Aujourd’hui, construire un édifice n’est pas très onéreux comparativement à tout ce que nous investissons dans les ressources humaines. Si j’embauche un intervenant demain et que je lui communique nos valeurs organisationnelles, ça ne changera pas pour autant ses valeurs personnelles ; il faut donc s’assurer que cette personne partage déjà nos valeurs.

Au CRE, nous nous y prenons différemment des autres employeurs quand nous rencontrons des candidats en entrevue. Nous informons ceux-ci des attitudes et comportements que nous recherchons aussi bien que des tâches et des fonctions reliées au poste. Il est facile d’évaluer la formation des candidats, c’est pourquoi nous nous intéressons davantage à leurs choix de carrière et à leurs valeurs personnelles.

Une fois qu’ils sont embauchés, nous laissons de la latitude aux employés et nous encourageons leur contribution à l’innovation. À cette fin, j’ai mis à leur disposition un budget consacré à l’innovation.
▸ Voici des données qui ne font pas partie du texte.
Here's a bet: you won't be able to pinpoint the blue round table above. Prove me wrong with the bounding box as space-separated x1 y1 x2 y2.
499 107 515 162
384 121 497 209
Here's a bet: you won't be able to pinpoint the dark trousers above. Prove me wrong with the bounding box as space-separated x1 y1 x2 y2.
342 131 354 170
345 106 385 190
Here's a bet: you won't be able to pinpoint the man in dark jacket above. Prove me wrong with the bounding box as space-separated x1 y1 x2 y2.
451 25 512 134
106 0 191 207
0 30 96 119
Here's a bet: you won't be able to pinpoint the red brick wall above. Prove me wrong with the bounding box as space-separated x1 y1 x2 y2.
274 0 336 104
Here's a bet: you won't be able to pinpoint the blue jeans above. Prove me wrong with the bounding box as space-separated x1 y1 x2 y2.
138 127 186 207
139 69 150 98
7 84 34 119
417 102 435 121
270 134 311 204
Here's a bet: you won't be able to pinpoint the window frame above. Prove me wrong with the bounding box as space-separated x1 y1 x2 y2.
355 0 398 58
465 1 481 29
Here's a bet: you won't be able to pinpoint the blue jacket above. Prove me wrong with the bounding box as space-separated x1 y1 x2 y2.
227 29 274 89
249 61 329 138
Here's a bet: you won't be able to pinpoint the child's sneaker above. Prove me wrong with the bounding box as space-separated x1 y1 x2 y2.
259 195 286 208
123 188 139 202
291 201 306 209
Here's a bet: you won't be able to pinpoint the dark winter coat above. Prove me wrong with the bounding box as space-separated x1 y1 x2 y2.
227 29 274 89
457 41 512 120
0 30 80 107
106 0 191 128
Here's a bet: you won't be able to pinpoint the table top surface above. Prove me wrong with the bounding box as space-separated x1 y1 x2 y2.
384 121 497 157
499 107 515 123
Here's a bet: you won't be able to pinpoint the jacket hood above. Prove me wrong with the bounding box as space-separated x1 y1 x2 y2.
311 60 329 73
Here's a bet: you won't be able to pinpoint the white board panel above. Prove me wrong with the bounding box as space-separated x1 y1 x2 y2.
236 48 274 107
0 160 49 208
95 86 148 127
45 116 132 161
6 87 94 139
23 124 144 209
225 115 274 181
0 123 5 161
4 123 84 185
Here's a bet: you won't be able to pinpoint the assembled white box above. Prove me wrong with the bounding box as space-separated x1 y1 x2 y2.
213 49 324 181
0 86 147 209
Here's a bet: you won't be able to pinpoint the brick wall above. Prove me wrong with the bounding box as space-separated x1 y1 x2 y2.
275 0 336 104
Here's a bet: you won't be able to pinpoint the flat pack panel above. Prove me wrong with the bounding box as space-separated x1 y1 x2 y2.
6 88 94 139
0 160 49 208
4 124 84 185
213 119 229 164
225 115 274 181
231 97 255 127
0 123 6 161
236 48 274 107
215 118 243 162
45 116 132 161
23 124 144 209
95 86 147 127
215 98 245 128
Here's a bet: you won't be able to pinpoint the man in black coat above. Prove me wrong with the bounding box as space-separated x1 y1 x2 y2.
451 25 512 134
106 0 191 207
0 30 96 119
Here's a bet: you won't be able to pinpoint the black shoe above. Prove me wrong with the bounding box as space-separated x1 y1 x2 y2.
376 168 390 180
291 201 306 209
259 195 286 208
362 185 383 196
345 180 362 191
Je leur ai demandé de proposer des projets novateurs, qui vont de l’amélioration de l’accès à l’information pour la clientèle à des stratégies d’attraction et de rétention du personnel. Dans une organisation saine, l’information et l’échange d’idées doivent se faire dans les deux sens. Si nous n’écoutons pas le personnel lorsqu’il a quelque chose à dire, il le dira ailleurs et nous n’aurons pas accès à cette information.

Devenir un des meilleurs employeurs au Québec

Quand j’ai annoncé en 2005 que nous allions devenir un des meilleurs employeurs au Québec, certains employés ont ri. Il faut dire que nous embauchons 19 des 20 types de professionnels les plus recherchés dans le réseau de la santé au Québec. Comme le CRE est un petit centre comparativement aux établissements universitaires de la région, il devrait être difficile pour nous de retenir ces professionnels très spécialisés. Or, aucun poste n’a été vacant depuis trois ans ! Le taux de rétention des employés du CRE est aujourd’hui de 99 %, ce qui signifie que seul 1 % d’entre eux comptent quitter l’établissement au cours des trois prochaines années.

Dans notre volonté de devenir l’un des meilleurs employeurs au Québec, nous avons décidé de relever le Défi Meilleurs Employeurs, pour lequel les employés d’une entreprise doivent remplir un questionnaire en ligne. Désormais, à la rentrée, nous faisons le point avec les employés sur ce qu’ils nous ont dit, ce qui a été réglé et ce que nous avons retenu dans le plan d’action de la prochaine année. Deux ans après avoir entrepris cet exercice, le CRE comptait parmi les trois meilleurs employeurs dans sa catégorie. Il est passé en tête en 2008.

Notre approche n’a rien de révolutionnaire : que du gros bon sens, de la constance et de la cohérence. Ce n’est pas que la mission qui différencie une organisation, mais la façon dont elle fait les choses et les valeurs qu’elle défend.

Chaque année, nous organisons un Mois de la reconnaissance au travail. L’an dernier, parmi nos nombreux gestes, nous avons transmis des cartes postales à des employés qu’on oublie souvent, pour que leurs proches sachent tout ce qu’ils apportent à l’organisation.

Repenser l’avenir

Il y a encore beaucoup à faire. Les besoins du réseau sont tels que si on n’adapte pas les pratiques, la situation deviendra un jour invivable. Il faudra alors trouver des réponses fort différentes de celles qui valent à l’heure actuelle. Aujourd’hui, non seulement j’ai atteint des objectifs conformes à mes convictions profondes, mais le CRE et le Réseau Planetree Québec exercent une réelle influence sur le réseau de la santé. Je souhaitais qu’il y ait une rencontre internationale du réseau Planetree à Montréal, et elle aura lieu en 2013. Au moment où tous estiment qu’il faut prendre un virage, cette manifestation permettra d’échanger sur les meilleures pratiques dans le secteur de la santé et des services sociaux à travers le monde. Je suis fière du service que les clients reçoivent dès qu’ils franchissent les portes du CRE. Je suis aussi très fière des gens qui m’entourent et qui ont rendu tous ces changements possibles.